CHAPTER 9
The sheriff had been smart to send Baron after me. He didn’t trust me for a single second. Immediately after tying me up, he patted me down with the thoroughness of a man who knew and expected tricks. He found the rock tucked in my waistband and tossed it away, and also threw away the short cord I’d used to bind back my hair.
“I don’t need to be choked like Dorian,” he said in response to my raised eyebrows.
“Was Dorian choked?” I gasped in an overly-shocked manner. “Who could have done such a thing?”
He rolled his eyes ever so slightly. “He’s not dead, if that’s what you were hoping for. But you don’t get any rope when I’m around unless you’re tied up with it. Now we need to pack up camp.” He took hold of my bound hands and pulled me along.
“Pack upwhat?”
He shot me a devious smile. “I need to break camp and pack everything up. It was good luck you came along when you did. I was about to go to sleep.”
“You still could.”
“Absolutely not.”
At least I had unsettled him, if nothing else. I hid my smile then watched him just as closely as he watched me as we walked the short distance to his campsite, broke camp, and saddled up his horse. He fed her a few sugar cubes. “Sorry you have to work again, girl.”
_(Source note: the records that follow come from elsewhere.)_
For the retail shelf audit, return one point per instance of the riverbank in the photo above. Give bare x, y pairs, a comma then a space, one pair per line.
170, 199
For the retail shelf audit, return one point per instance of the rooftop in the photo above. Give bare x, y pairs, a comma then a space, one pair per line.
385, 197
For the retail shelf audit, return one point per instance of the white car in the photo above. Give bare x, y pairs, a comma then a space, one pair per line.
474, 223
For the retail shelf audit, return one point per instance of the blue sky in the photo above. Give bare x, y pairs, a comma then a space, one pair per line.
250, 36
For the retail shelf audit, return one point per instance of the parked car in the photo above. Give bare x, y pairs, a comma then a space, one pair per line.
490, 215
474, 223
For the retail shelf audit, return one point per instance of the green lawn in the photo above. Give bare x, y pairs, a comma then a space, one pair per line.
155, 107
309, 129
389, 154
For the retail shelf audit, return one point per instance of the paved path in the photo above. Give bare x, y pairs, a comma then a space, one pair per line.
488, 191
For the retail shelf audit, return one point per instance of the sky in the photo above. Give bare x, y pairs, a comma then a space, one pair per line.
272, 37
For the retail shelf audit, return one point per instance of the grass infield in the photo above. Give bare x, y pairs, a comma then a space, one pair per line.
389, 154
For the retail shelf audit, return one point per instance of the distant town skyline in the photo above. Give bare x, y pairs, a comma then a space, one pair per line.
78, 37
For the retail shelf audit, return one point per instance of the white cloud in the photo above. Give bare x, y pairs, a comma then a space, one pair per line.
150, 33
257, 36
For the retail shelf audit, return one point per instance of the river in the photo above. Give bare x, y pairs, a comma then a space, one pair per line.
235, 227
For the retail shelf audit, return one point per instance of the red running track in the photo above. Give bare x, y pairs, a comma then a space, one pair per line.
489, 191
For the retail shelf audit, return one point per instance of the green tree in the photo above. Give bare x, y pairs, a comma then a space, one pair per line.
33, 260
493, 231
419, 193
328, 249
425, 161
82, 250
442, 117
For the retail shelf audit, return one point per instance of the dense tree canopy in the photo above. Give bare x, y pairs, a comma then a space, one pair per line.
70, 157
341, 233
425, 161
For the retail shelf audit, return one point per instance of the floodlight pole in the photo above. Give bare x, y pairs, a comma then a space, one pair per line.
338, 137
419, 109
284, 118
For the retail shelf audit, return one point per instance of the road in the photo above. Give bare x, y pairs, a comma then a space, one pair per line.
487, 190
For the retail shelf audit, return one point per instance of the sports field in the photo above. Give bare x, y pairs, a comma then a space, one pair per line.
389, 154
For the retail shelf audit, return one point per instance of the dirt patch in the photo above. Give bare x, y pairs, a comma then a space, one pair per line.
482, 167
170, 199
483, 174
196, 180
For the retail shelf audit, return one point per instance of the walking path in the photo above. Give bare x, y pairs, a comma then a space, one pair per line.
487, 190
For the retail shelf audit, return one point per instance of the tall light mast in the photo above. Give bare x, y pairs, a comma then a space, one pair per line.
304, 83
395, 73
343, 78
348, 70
He shot me a mistrustful stare, waiting for me to say or do anything, but I simply chuckled to myself, glad that I was causing him so much disquiet, though I grudgingly admired his knack for predicting my movements. I had been too cocky once again. Father and the Merry Men always said it was my fatal flaw and it seemed that they were right.
We set off for the sheriff’s camp without delay. Baron made me ride in front of him with my bound hands secured to the horn of the saddle. For a moment the position brought back a childhood memory of riding with Father, but the comfort ended there. Seated behind me was a monstrously large man who could snap my neck with barely a flick of his wrist. Ahead of me was a camp filled with men who wanted nothing but to end my father’s life and would think nothing of ending mine either. I prayed that Father would have the good sense to stay away. He knew I could take care of myself. Most of all, I didn’t want him to come to camp and feel like he needed to trade himself for me, which was exactly what any good father would do. I couldn’t let that happen.
I reflected bitterly on my repeated captures, analyzing and reanalyzing every one of my actions, and harshly criticized myself for my them.
Conversation was sparse and blunt. “So, it’s Baron?” I asked, trying to coax details or slip him into talking.
“Right,” he said without any elaboration.
“Is that a title or a name?”
“Name,” he grunted. This was getting me nowhere.
“And where did you learn to track? Through hunting?”
He re-gripped the reins, arms stretched around me on either side. “Yes.”
“Is it difficult? Tracking and hunting, I mean.”
“I think you already know.”
“No, I don’t. I can’t do anything as difficult as that!”
He let out a humorless laugh. “My foot you can’t. I didn’t just get dropped like a sack of potatoes by a halfwit. Don’t insult my intelligence.”
He wasn’t falling for the fluttering-lass routine. I fell silent, trying to think of another tactic that might work instead. My teeth clenched. I hated that I had been bested. I hated Baron, from his shaggy black hair to his dark black eyes, and the coarse black stubble on his chin. It probably matched his black heart.
He must have a weakness, and I would find it.
I could try to bolt. I pictured working my hands out of the ropes, dropping from the saddle, and sprinting into the trees, but I discarded the idea. Baron was too good at knots for me to slip them, and I was tethered to the saddle horn. He kept an arm on each side of me, reins between his fingers. Even if I slipped free, he would track me by morning and overtake me. No human could outrun a horse, and when he caught me… I glared back at the sword at Baron’s hip. I wanted a knife or bow or something. Could I wrest the sword from Baron? Unlikely. I would probably get killed in the struggle if I tried.
After a few hours of slowly letting his horse pick its way back through the forest trail, Baron said that she had earned a break since she was carrying two people. Hope surged and I waited as he tethered the horse. Any moment, he would turn to make a fire or something, and I would be gone.
My momentary hope was quickly dashed. Baron didn’t give me any opportunity for escape. He whipped another knot around my bound wrists and tied the rope’s other end to a high branch so my hands were forced up over my head.
“It’s just for a few minutes,” he assured me when he saw my lethal glare. “I need to collect water to boil.”
“You could drink it straight from the stream,” I told him. “I do.”